E Arnaut, conhecido como o “pai” do SNS, por ter sido o mentor dum serviço de saúde acessível a todos os portugueses – sonho de muitos e que o levou a transformar uma “velha aspiração em letra de lei” – não aceita ficar com todos os louros, pois, além do trabalho técnico de Mário Mendes e de Gonçalves Ferreira, crê que “sem a ‘mãe’ – Constituição – já não existia SNS”. Mais: acredita que o progresso é parte da humanidade e que é possível “construir uma sociedade mais justa, livre e fraterna”, num caminho orientado para um “mundo melhor”; e que os profissionais de saúde são o “fator principal de sustentabilidade do SNS” e aqueles que o tornam um serviço de qualidade.
Questionado se o SNS é hoje o que idealizou, não se circunscreve a uma resposta simples e direta de “Sim” ou de “Não”. Mas, reconhecendo algumas insuficiências, explica como se realizou o anseio de muitos:
“Foi sonhado por muitos como o conjunto de serviços e equipamentos capazes de responder satisfatoriamente às necessidades de saúde de todos os portugueses, prestando-lhes, de forma geral, universal e gratuita, os cuidados de que necessitam. Esse foi também o meu propósito quando tomei a iniciativa, primeiro como Ministro dos Assuntos Sociais do II Governo de Mário Soares e, depois, como deputado do Partido Socialista, de transformar essa velha aspiração em letra de lei. Por isso, posso afirmar que o SNS continua, apesar de algumas insuficiências, a cumprir o seu objetivo.”.

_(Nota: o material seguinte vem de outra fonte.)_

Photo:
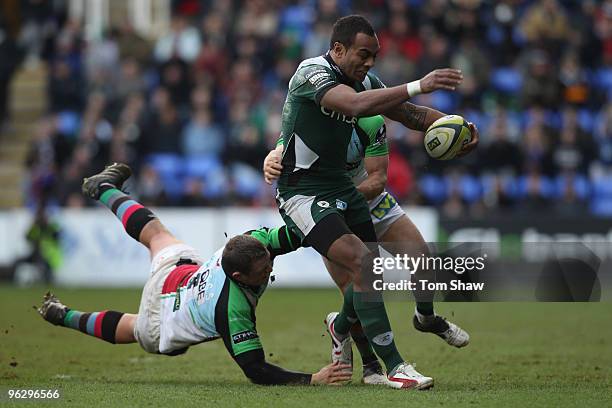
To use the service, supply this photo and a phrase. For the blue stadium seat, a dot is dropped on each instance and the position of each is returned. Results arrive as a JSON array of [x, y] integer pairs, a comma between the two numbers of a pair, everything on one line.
[[546, 190], [167, 165], [210, 169], [603, 80], [471, 189], [580, 183], [433, 188], [601, 201], [201, 165], [247, 180], [507, 80]]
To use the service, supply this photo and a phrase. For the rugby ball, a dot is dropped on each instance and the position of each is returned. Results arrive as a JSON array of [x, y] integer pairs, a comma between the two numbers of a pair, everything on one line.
[[446, 136]]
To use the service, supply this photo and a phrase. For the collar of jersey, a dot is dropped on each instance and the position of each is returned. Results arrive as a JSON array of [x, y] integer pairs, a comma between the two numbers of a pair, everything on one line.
[[341, 77]]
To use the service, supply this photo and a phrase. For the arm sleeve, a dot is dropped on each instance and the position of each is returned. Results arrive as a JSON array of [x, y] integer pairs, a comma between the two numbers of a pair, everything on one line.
[[312, 82], [235, 322], [375, 81], [376, 131], [279, 240]]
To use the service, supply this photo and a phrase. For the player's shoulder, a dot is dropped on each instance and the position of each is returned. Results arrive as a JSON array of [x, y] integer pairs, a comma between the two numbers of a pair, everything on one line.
[[314, 70], [372, 81]]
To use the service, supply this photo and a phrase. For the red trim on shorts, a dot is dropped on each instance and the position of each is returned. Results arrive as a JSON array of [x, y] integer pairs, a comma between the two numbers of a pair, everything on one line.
[[179, 276]]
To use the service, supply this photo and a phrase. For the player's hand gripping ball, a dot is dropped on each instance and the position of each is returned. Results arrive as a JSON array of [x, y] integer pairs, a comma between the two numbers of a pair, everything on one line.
[[447, 136]]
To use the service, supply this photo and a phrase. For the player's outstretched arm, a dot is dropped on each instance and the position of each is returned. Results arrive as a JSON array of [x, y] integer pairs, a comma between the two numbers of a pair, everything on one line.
[[261, 372], [272, 164], [346, 100], [414, 116]]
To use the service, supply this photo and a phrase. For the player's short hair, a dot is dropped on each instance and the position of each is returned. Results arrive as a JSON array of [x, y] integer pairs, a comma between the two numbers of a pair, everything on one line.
[[240, 253], [346, 28]]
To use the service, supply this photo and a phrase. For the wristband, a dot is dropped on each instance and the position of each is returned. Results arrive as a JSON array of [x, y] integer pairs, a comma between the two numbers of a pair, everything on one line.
[[413, 88]]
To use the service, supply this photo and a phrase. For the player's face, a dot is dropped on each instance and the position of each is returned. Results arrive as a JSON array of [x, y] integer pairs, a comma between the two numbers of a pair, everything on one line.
[[360, 57], [260, 272]]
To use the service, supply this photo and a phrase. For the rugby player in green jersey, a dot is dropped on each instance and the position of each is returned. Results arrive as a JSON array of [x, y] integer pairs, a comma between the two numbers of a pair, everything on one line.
[[316, 198], [367, 160], [188, 299]]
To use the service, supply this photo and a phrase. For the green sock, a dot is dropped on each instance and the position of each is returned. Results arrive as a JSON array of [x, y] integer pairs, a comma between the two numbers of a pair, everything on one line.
[[376, 326], [363, 345], [425, 308], [347, 315]]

Justificando porque nos devemos orgulhar do nosso SNS, enfatiza:
“Os indicadores sanitários conhecidos e, especialmente, quanto à mortalidade infantil e à esperança média de vida, mostram que Portugal tem um dos melhores serviços de saúde do mundo” (Em 2014, avançava os seguintes dados: a esperança média de vida passou dos 75 para os 80 anos e a mortalidade infantil, que estava próxima dos 40 por mil, baixou para três por mil).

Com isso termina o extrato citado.